Undergoing gene therapy reprogrammed his body’s ability to produce normal red blood cells and allowed the 30-year-old engineering technician to finally put his disease on the back burner while he forges ahead with life.
No stranger to pain
Sickle cell disease is an inherited condition that disproportionately affects people with African or Middle Eastern ancestry in which red blood cells are misshapen into a crescent or sickle shape. These cells block normal blood flow and cause anemia and other potential health problems. When the sickle-shaped cells stick to blood vessel walls they stop or slow blood flow and oxygenation to cells and tissue, causing severe pain, often referred to as a “pain crisis.”
Stephon was no stranger to pain crises, and sickle cell disease defined his childhood. “I was in the hospital maybe 2 or 3 times a year,” he recalls. “I was afraid to do strenuous activity because of my condition, so I didn’t really play sports, and my parents didn’t want me to be unsupervised for too long because they were afraid of what would happen.”
As a college student in Tennessee, working and studying, Stephon was stressed and going to the local hospital’s emergency department every 2 to 3 months with severe pain.

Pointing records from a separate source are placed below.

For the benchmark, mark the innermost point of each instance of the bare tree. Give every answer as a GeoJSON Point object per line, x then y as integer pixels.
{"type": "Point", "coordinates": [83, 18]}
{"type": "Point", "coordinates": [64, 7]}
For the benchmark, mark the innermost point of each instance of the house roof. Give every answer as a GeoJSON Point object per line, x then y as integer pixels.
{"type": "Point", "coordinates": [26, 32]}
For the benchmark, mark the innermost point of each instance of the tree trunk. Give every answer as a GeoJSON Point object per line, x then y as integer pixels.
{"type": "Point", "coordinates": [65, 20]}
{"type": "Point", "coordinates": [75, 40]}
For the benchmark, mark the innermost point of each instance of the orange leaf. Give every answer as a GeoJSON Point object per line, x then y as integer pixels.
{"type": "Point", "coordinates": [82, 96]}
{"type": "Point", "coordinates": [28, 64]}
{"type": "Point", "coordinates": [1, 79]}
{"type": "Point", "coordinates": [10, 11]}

One night, while he was triaged and admitted to get the drug and oxygen treatments needed to quell the pain, a nurse said in an offhand manner, “You know, they’re curing this now” and followed up with contact information for a physician who was part of a group studying the use of gene therapy for sickle cell disease.
Stephon wasn’t ready to commit to a clinical trial. “I was trying to finish my degree, I was really cautious, and it just wasn’t the right time for me,” he says. But gene therapy was on Stephon’s radar, and when he settled in Overland Park, Kansas, and began his career he made an appointment with Robert Kribs, MD, a hematologist with the cancer center.
Dr. Kribs was enthusiastic about gene therapy’s possibilities based on research data, but the treatment wasn’t yet widely available. However, the door was open, and when the cancer center began offering the new treatment, Dr. Kribs contacted Stephon. This time, Stephon was ready.